By Neil Graham
Composer Jean Sibelius would sit in his cabin outside Helsinki and play piano to a portrait of his dead daughter. Estonian composer Arvo Pärt doesn’t listen to music for inspiration. That comes from peeling potatoes at the kitchen sink. But, lest you think I have a mind for detail, I transpose my brothers’ birthdays and forget my neighbours’ names. Each fall I intend to change the filter in the furnace but forget. (If I write a note, I will, inevitably, recycle the paper before reading it.) Our interaction with the world is not stored by the mind in the unblinking manner that a video camera records it; rather we distill experience into subjective snippets of memory.
As time passes, three or four memories from a motorcycle trip will come to represent the trip in its entirety. It can be the recollection of a day’s travel, or of a memorable road, but in time memory doubles-down to a few—often irrelevant—details: the warmth of a coffee cup in the hands, a tire’s slow leak, the morning light as it brightens an unfamiliar hotel room.
A ride five years ago from Toronto to New York and back turned into a story for this magazine. In the years since, when I thought of the trip, all that came to mind was the way it appeared in the magazine, with its neat beginning-middle-end story arc. But I left out the best part. I banged my knee while I was loading my hockey gear into the trunk of my car this fall. I doubled over, but it wasn’t from pain. It was from shock. A memory flooded back so rich and layered that it seemed imagined. It wasn’t imaginary.
On the way home from New York City on that trip I’d stopped at a country inn in the Adirondack Mountains. I’d hung my wet riding gear to dry, taken a shower, and then learned from the woman down at reception that the nearest restaurant was eight miles away and that the kitchen closed in 20 minutes. I flew back upstairs, dressed to ride, and ran to the parking lot. I stood beside the bike, put my wet gloves back on, and thumbed the starter. But the bike wasn’t in neutral and didn’t require that the clutch be withdrawn to start. The bike jolted off its sidestand and I was jerked from my feet to my knees. I kept the bike up, but the force from falling in the rocky parking lot cut my knee badly.
I could feel the warmth of the blood running into my boot as I pulled onto the road, desperate to make the restaurant before closing. But within a few miles I made the decision to keep riding, right on past the restaurant, even if I made it in time, and even though a wet set of under-suit riding clothes was still hanging in the hotel room. I could feel the room key in my pocket against my leg (I mailed it back to the innkeeper, and he returned the riding gear laundered and neatly folded). The rain was still falling, the road was ominously dark and lonely, and the headlights of oncoming cars shot through my streaked visor and exploded into abstract patterns of light. As each car approached I slowed to a crawl and hugged the edge of the road until it passed.
I had passed the point of cold, of a yesterday, of a tomorrow. I followed the road unquestioningly, like a log adrift follows the current of the river. The only warmth was the blood running into my boot, though as the hours passed the flow slowed.

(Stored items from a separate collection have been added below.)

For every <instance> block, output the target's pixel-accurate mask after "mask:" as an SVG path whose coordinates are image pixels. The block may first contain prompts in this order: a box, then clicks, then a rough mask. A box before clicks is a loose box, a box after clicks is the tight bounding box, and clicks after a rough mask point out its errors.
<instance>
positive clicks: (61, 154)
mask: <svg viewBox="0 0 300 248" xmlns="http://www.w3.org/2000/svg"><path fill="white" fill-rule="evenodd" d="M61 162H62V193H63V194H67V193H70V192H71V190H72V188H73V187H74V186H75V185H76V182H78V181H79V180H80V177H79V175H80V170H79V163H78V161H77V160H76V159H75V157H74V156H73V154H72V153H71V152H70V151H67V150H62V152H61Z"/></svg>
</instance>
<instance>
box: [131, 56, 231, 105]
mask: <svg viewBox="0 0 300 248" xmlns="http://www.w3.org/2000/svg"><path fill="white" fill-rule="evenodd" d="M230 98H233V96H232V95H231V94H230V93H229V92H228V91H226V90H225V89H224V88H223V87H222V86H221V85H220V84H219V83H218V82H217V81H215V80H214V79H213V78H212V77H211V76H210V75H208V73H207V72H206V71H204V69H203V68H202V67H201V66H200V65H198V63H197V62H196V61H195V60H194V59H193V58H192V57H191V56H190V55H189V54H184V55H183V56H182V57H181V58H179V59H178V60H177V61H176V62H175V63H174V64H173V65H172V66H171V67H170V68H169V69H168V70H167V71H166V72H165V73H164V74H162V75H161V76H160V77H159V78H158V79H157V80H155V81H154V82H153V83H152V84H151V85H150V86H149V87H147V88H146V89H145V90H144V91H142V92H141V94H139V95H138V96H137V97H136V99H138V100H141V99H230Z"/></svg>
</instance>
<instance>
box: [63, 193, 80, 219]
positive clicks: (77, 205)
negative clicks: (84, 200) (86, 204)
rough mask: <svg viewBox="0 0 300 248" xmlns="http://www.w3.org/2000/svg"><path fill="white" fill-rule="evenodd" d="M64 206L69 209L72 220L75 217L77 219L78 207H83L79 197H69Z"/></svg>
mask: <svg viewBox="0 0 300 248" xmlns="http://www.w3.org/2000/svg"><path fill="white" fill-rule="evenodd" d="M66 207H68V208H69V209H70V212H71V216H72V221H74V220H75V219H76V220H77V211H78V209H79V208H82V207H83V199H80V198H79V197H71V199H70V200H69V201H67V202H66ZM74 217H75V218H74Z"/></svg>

There were no turns on Highway 3, or just a few turns, but I’d ridden this road before, in different times.
I passed a gas station, by then half collapsed, where on a ride with my father I’d stood waiting for the rain to pass many years before. So different it was now, all black, in the middle of the night. Eventually I came to a town—Watertown—my last chance for a room before the run to the Canadian border. It’s here that the thread of memory snaps. I had stood in the shower and watched the blood run down the drain and then slept until the maid hammered on my door the next day. Then I dressed and walked outside to a gloriously sunny and warm midday. The puddles had dried up. It was like the rain—or the night before—had never happened. Only the bike gave it away. It was filthy.
The magazine writer in me is irked that I didn’t incorporate the fuller story into the piece I wrote. But I’m more alarmed that I forgot—or chose not to remember—that night, on a trip that even now I can’t entirely unravel, that dark experience of a man in the midst of unraveling. I don’t have the hard evidence to convince a non-rider that nights like that can only happen on a motorcycle, but those of you that have been toughened up and softened up because of what you’ve lived through know that travel by motorcycle pulls you from the dark back to the light. Every single time.